Ideally, ducts should be located inside the conditioned space in dropped ceiling duct chases. However, ducts are often installed in crawlspaces or attics. In attics, the ideal location would be laying ducts on the ceiling rafters or on the truss supports. Note: in humid climates, the ductwork should not lay in or be buried in loose fill or fibrous insulation due to the risk of mold from condensation if the ducts should develop an air leak or if the duct insulation is compromised in some way that allows cold spots to form. Building America recommends, and DOE Challenge Home requires, that in all climates ducts that are to be “buried” are insulated with R-8 duct insulation than encapsulated with an additional minimum 1.5 inches of closed-cell spray foam insulation, then covered with at least 2 inches of blown-in insulation.
Figure 2 - Flex ducts may rest on ceiling joists or truss supports.
If that cannot be accommodated, then the ducts are typically hung from the ceiling with strapping. Properly supporting flex duct is vital to supply good air flow and to maintain the integrity of the flexible duct material. When the flex duct is improperly supported by spacing the supports too far apart or by using supports straps that are too narrow or too tight, the metal helix and plastic inner liner of the flex duct can be damaged. Hanger straps need to be wide enough to prevent the straps from compressing the insulation and cutting into the inner liner. Straps must be adequately spaced to prevent sagging of the ducts.
Manual D Residential Duct Systems (ACCA 2009) sets standards for flex duct design and installation. See Appendix 17 for a detailed discussion of duct installation.
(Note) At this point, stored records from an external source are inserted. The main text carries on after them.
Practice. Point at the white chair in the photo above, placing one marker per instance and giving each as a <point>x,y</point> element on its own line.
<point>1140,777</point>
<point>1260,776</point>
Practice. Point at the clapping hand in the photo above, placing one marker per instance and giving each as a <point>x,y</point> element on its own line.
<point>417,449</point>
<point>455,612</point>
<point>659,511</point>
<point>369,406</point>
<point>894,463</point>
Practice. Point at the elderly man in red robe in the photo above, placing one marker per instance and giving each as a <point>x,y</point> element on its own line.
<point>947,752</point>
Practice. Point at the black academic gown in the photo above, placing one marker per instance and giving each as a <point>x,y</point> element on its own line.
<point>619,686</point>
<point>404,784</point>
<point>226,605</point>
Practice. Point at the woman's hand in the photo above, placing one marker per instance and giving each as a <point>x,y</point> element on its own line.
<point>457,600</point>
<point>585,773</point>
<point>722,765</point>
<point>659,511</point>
The Flexible Duct Performance Standards (Fifth Edition) by the Air Diffusion Council (ADC) provides guidance to designers, architects, engineers, contractors, and installers.
For more on flex duct installation, see No Kinks or Sharp Bends in Flex Duct Installation, Sufficient Cavity Space for Flex Ducts, No Excessive Coiled or Loped Flex Ducts and Sealed and Insulated Flex Ducts.
How to Properly Support Flex Duct that is Hung in an Attic or Crawlspace
1. Hang flex duct using the support straps and methods specified by the manufacturer. The hanger or saddle material in contact with flex duct should be at least 1.5 inches wide and should be sufficiently loose to prevent restriction of the internal diameter of the duct when the weight of the supported section rests on the hanger or saddle material.
Figure 3 - Hanger straps should be at least 1.5 inches wide.
2. Space supports at 5-foot intervals or closer to ensure that the flexible duct does not sag more than 1/2 inch per lineal foot or more than 2.5 inches in a 5-foot span.
Figure 4 - Supports should be installed at least every once 5 feet. The maximum allowable sag in flexible duct is one-half inch per foot.
3. Place strap supports at each duct connection to rigid metal duct. For example, in Figure 5, a hanger is placed at the trunk line where a flex connection is made.
4. Ensure that strapping, framing, or other supports are in place to support all air devices (such as diffuser boxes, register boxes, or grille boxes) and all duct peripherals (such as junction boxes, wyes, plenums, etc.).
5. Support the flex duct between a metal connection and a bend by allowing the duct to extend straight for a distance equal to or greater than the radius of the flex duct being installed before making a bend. The support will hold the duct straight for an adequate distance from the connection to avoid possible damage to the flex duct by the metal edge of the collar.
Figure 5 - Ensure that hanger straps or other supports are in place to support the flex duct between a metal connection and a bend, to support trunk lines at a branch duct connection, and to support supply registers and other duct connections.
6. Stabilize vertically installed flex duct with support straps at a maximum distance of 6 feet apart.